« (en) MasterBot » : différence entre les versions
(Wikipastbot update) |
Aucun résumé des modifications |
||
Ligne 4 : | Ligne 4 : | ||
|'''English''' | |'''English''' | ||
|} | |} | ||
== Description == | == Description == | ||
Dernière version du 25 avril 2019 à 15:52
Language | Français | English |
Description
The MasterBot is responsible for managing and orchestrating wikipast bots. On the one hand, it allows to launch the bots individually, by entering parameters from a dashboard. On the other hand, it allows to personalize bot launch sequences, by specifying the parameters (i.e. frequency, launch, order, etc.) of each bot.
Start the bots individually
At first, the idea is to have the code of each bot on a specific page (or section of a page). This allows to launch the bots from the code available on the page of each (or even from Github). Then, just have a script to launch each bot (with the necessary parameters, eg the page to translate for the translatorBot). It should be able to run all this on a page "dashboard" on wikipast or with a simple web application.
The scripts
Each bot has its own script that takes care of the following tasks:
- Parser command line parameters
- Get the bot code (from wikipast or Github) (TODO)
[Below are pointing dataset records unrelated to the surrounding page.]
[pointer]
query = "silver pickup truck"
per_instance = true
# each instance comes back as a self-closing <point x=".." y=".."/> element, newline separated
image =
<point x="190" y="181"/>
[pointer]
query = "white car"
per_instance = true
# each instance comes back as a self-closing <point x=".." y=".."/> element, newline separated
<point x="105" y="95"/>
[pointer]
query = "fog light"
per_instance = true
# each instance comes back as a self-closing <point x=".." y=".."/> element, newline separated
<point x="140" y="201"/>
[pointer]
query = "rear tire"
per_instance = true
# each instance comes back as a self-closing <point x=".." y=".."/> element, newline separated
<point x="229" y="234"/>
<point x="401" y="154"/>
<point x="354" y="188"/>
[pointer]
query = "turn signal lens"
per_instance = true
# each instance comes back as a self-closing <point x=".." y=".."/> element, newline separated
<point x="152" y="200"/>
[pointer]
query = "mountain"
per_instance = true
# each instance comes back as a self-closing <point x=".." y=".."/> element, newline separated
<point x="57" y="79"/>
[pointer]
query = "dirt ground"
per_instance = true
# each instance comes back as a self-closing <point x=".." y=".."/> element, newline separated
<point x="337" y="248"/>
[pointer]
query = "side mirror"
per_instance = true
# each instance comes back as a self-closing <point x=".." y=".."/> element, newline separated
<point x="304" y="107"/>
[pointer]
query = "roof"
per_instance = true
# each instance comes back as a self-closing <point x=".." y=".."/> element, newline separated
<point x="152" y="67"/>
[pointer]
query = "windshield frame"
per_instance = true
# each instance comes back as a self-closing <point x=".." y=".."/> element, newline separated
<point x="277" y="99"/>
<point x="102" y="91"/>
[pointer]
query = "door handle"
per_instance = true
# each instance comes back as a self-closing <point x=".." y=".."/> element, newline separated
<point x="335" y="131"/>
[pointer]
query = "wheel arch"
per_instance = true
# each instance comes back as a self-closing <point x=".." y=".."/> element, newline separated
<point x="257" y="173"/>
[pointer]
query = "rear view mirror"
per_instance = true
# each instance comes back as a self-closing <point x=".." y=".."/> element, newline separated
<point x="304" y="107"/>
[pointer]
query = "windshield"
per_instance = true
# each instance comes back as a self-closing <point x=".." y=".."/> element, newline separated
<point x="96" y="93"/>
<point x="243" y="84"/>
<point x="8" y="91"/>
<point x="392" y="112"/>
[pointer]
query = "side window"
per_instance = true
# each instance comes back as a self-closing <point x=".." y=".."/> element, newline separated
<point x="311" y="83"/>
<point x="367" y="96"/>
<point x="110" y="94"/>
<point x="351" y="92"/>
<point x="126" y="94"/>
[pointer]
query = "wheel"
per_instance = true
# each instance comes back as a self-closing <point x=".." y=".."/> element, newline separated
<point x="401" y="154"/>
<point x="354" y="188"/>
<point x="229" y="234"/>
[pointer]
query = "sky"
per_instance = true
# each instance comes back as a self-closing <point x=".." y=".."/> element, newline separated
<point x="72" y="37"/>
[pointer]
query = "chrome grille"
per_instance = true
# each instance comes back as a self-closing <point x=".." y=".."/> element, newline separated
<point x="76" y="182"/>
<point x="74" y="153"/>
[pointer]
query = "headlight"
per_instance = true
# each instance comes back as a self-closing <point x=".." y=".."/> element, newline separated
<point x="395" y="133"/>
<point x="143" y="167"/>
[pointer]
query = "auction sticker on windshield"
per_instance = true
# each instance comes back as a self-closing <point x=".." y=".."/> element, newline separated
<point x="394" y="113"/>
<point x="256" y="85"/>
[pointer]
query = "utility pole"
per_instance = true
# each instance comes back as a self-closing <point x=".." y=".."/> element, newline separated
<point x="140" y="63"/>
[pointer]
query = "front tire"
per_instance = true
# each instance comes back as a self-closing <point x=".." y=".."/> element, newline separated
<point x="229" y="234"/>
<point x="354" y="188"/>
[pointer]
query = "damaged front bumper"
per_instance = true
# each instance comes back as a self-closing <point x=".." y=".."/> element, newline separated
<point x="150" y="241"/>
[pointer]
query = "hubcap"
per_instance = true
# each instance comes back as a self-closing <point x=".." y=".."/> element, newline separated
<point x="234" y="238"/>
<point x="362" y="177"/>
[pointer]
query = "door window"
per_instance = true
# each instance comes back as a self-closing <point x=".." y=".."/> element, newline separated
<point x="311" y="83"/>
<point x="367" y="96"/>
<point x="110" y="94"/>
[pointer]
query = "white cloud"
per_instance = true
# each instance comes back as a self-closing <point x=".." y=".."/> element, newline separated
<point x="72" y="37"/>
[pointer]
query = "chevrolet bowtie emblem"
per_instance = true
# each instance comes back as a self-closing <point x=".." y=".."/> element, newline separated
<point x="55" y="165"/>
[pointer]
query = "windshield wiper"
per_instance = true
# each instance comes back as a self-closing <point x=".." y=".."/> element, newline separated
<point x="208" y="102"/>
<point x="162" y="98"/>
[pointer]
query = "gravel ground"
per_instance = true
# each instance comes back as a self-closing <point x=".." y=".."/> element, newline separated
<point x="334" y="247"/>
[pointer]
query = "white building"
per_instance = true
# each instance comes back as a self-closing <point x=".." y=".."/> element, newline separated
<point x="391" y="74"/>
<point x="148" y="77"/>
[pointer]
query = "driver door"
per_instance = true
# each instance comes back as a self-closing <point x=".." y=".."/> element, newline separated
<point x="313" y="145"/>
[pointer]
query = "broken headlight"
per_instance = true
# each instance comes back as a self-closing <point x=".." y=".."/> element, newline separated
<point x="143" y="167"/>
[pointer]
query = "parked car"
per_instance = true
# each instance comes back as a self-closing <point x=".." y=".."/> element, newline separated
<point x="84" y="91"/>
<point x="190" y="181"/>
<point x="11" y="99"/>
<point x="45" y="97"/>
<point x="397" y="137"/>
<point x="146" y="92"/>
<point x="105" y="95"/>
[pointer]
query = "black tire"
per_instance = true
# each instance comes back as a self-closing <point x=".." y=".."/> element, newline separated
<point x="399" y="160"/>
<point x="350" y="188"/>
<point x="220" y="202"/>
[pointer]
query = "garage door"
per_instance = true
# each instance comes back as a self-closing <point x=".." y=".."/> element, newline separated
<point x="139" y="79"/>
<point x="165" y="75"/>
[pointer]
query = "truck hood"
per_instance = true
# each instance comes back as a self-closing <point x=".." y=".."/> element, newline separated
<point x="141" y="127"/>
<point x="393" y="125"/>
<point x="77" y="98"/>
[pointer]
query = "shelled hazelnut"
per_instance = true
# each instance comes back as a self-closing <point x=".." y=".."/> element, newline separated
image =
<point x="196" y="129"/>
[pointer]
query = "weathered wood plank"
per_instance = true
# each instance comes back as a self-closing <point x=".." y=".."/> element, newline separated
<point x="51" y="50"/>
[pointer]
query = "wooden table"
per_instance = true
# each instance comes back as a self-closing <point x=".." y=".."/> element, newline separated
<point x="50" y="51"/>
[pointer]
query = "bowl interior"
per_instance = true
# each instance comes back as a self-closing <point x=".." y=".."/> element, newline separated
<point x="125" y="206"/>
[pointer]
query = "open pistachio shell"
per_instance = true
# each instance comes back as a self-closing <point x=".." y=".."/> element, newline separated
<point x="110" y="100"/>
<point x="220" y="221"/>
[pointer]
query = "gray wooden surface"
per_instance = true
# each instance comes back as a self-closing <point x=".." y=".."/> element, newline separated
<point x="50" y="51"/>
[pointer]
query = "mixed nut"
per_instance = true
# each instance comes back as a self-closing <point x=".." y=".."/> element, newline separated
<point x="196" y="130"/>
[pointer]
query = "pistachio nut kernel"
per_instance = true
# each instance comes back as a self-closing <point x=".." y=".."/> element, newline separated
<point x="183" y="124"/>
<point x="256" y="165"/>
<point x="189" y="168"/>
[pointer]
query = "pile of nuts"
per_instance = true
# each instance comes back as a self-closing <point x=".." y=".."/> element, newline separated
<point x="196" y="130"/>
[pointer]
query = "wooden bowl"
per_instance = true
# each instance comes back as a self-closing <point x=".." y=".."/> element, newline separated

- Launch the bot with the given parameters
The graphical interface
I used the Wooey [1] GUI which allows to launch Python scripts. I tested it all with TranslatorBot on the Lausanne and David Bowie pages. center | 450px|File: Wooey home.png | center | 450px center | 450px|File: Wooey done.png | center | 450px
Code
<Nowiki> import requests import re from bs4 import BeautifulSoup from googletrans import Translator
- the function takes a table of strings as an argument containing the names of the pages to translate
def translate (* names): user = 'testbot' passw = 'dhbot2017' baseurl = 'http: //wikipast.epfl.ch/wikipast/' summary = 'Wikipastbot update' translator = Translator ()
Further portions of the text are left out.